- Publish Date
- Wednesday, 14 February 2018, 4:51PM
When you consider that a small sack of potatoes weighs in at around 2kg, imagine how amazing it would feel to be 2kg lighter this time next week.
While there are many fasts and fads that will see you drop fluid weight quickly, it is much harder to achieve true weight loss in such a short time frame.
With some focus though, and a few little tricks of the trade, it is possible to lose a couple of kilos in a week, in a safe and sustainable way, writes news.com.au.
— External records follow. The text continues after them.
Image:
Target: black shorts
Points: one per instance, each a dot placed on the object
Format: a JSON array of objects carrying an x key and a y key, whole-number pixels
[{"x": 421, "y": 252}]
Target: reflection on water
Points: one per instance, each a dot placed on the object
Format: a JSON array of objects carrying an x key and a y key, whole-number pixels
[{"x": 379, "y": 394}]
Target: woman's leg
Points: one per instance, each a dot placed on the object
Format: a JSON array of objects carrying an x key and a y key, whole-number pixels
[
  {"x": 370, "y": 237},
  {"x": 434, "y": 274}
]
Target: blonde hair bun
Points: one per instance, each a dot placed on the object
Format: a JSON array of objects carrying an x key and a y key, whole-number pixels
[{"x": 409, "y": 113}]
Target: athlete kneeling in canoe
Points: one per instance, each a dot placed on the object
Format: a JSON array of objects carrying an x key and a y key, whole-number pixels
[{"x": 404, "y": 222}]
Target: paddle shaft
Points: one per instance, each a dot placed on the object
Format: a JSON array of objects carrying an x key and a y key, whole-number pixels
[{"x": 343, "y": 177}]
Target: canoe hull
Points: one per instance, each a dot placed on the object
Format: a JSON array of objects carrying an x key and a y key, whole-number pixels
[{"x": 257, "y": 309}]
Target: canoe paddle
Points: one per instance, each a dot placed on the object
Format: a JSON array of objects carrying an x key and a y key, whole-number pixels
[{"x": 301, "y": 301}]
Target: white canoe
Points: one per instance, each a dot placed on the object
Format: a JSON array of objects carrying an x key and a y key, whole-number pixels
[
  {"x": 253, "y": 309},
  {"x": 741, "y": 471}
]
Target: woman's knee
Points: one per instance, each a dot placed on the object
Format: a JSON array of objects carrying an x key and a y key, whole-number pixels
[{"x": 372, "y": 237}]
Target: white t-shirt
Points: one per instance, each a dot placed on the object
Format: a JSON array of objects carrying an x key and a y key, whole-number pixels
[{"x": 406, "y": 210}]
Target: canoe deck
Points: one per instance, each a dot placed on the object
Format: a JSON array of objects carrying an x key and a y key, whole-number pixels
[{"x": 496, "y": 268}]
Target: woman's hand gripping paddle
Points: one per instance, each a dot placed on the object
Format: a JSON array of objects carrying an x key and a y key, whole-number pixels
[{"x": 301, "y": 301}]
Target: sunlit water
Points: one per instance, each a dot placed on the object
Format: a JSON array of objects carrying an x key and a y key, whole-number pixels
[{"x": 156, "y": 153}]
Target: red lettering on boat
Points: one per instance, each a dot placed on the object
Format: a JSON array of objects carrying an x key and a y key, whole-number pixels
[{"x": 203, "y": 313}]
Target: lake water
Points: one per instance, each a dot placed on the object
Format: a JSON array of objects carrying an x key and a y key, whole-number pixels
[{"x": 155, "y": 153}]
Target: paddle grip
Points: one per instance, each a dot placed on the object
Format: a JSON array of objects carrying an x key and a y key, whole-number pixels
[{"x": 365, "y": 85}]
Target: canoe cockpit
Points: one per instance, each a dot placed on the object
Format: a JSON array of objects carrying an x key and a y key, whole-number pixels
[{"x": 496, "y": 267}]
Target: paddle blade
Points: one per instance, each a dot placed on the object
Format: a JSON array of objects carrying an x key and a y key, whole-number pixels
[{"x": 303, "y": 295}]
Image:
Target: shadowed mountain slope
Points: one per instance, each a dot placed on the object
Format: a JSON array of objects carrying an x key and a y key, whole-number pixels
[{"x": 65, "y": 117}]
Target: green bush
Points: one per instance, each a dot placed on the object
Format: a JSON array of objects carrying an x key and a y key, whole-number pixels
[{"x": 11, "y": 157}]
Try these tips from dietician Susie Burrell:
CHOOSE A LIQUID BREAKFAST
A protein-based shake, meal replacement or even Greek yoghurt with a little pureed fruit are all high protein, calorie controlled options that will simultaneously help to keep you full until lunchtime, but keep your calories up to half of that you would usually consume at breakfast. A meal replacement is simply a concentrated form of milk protein fortified with the nutrients that you would usually get in an entire meal, for just 180-200 calories.
REPLACE A MEAL
While strict diets tend to cut out meals and slash calories which often make them difficult to stick to, the simple act of swapping one meal each day for a vegetable or salad-based option means that you are still eating plenty, but significantly reducing your calorie intake. Vegetable based soups particularly work well, as their large volume and high water and fibre content help to fill you up. If soups are not your thing, a salad packed full of leafy greens, carrots, cucumber, tomatoes and capsicum and enjoyed with an extra virgin olive oil dressing will contain fewer than 200 calories and again keep you full for several hours.
LATE AFTERNOON PROTEIN
Diets often fail when we go too hard, too fast and find ourselves famished and binge eating whatever we can find. It is for this reason that topping up your calorie intake with a late afternoon protein-based snack serves two purposes. Firstly it controls your appetite in the late afternoon and breaks up the day, but most importantly it means that you can then keep your final meal of the day lighter as you will not be as hungry. The best options at this time contain a small amount of carbohydrate to help control sugar cravings and 10-20g of protein. This translates into some wholegrain crackers and cheese, a nut-based snack bar, Greek yoghurt and berries with a few nuts or a carb/protein-based snack such as a Bounce Ball.
GO LO-CAL AT NIGHT
A small, light dinner is the key to weight loss success. Often our dinner meal comes in at 600-800 calories when we really only need 300-500 calories depending on your gender, activity levels and size. This translates into a small 100-150g piece of chicken breast or fish and 2-3 cups of mixed vegetables. The larger the serve the vegetables, the more satisfied you will be. They are also more filling cooked rather than raw (cook them in extra virgin olive oil).
CHECK YOUR TIMING
Ideally we need 10-12 hours without food overnight, yet most of us have just 8-10 hours at most in between eating. Extend this timing by eating your first meal by 8am but then prioritising a small dinner by 7pm at the latest which may mean you need to eat your dinner with the kids, before the gym or at work for best results.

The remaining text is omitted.